Oleh : AMRAN NASUTION
(Anggota Dewan Penasihat Partai Gerindra, Anggota Badan Komunikasi Partai Gerindra)
Korupsi tambah meluas karena KPK hanya main politik. Yang ditangkap hanya pejabat yang tak punya backing politis
Indonesia negara gagal? Isu itu ramai diperdebatkan setelah bulan ini Majalah Foreign Policy dari Washington, Amerika Serikat, mengumumkan survei yang menempatkan Indonesia di peringkat 63 daftar negara gagal (failed state).
Ada 177 negara di dunia yang diteliti. Somalia di Afrika menduduki peringkat pertama negara paling gagal, disusul Congo di peringkat kedua dan Sudan ketiga (semua dari Afrika).
Yang paling tidak gagal adalah Finlandia, negara Eropa di kawasan Skandinavia yang makmur. Dia menempati ranking 177 atau paling buntut dari negara yang diteliti. Lalu disusul Swedia (176) dan Denmark (175), juga dari kawasan sama.
Indikator yang digunakan The Fund for Peace, LSM dari Washington yang melakukan penelitian dan masih satu group dengan Foreign Policy, untuk mengukur kegagalan sebuah negara: Bagaimana hukum ditegakkan dan seberapa efektif pemerintahan dijalankan. Itu bisa dilihat dari tingkat kriminalitas di sebuah negara, mulai ancaman terorisme sampai serangan bajak laut, atau tersebar luasnya korupsi.
Peringkat 63 untuk Indonesia sebenarnya cukup jelek. Dulu di tahun 2000-an, Indonesia pernah menempati urutan di atas 100. Kemudian peringkat korupsi Indonesia terus memburuk dan tahun ini Indonesia berada di peringkat 63, hampir serupa dengan tahun sebelumnya peringkat 62.
SRY MULYANI DAN BUDIONO
Padahal di tahun 2002, Presiden Megawati meresmikan berdirinya KPK (Komisi Pemberantasan Korupsi), lembaga independen yang tak tunduk kepada pemerintah, dengan tugas khusus memberantas korupsi.

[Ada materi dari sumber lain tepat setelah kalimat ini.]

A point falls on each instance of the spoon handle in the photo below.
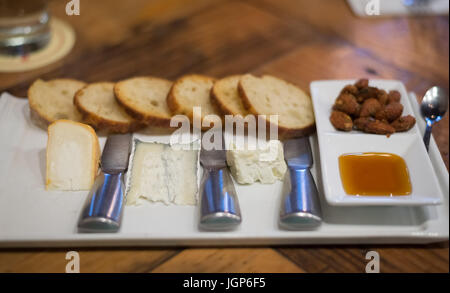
(427, 136)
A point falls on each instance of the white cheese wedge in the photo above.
(161, 173)
(73, 154)
(264, 164)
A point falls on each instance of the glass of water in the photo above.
(24, 26)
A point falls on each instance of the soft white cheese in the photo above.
(264, 163)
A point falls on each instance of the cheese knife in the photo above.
(300, 207)
(219, 206)
(102, 211)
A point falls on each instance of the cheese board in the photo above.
(30, 216)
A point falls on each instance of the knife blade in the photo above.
(102, 211)
(300, 207)
(219, 206)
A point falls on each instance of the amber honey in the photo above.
(374, 174)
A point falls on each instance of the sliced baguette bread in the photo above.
(73, 154)
(145, 99)
(268, 95)
(99, 108)
(225, 95)
(193, 91)
(52, 100)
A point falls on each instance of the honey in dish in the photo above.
(374, 174)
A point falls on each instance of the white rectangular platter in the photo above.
(33, 217)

Nyatanya kehadiran KPK – dengan imbalan gaji tinggi — tak berbanding lurus dengan penurunan tingkat korupsi. Kenapa? KPK tampaknya cendrung bermain politik pencitraan. Mereka menjebak dan menangkap basah pejabat rendahan – paling tinggi gubernur – yang terima suap. Lalu mempublikasikannya besar-besaran kepada wartawan. Pejabat yang secara politis kuat tak mereka sentuh.
Contoh konkret adalah kasus Bank Century yang merugikan negara Rp 6,7 trilyun dan melibatkan Menteri Keuangan pada waktu itu, Sry Mulyani dan Gubernur BI Budiono (kini Wapres), malah menyerempet nama Presiden SBY. Perkara itu sampai sekarang dipeti-eskan KPK.
Kasus Hambalang yang melibatkan para tokoh Partai Demokrat yang berkuasa juga membuat KPK grogi dan tampak tak serius. Coba, sudah 76 saksi mereka periksa tapi belum satu pun dinyatakan sebagai tersangka, apalagi ditangkap.
Karena tekanan publik yang begitu keras, 27 Juni lalu, akhirnya KPK memeriksa Ketua Umum Partai Demokrat Anas Urbaningrum, tokoh yang disebut-sebut paling sentral dalam perkara Hambalang. Itu pun dia cuma berstatus saksi, bukan tersangka.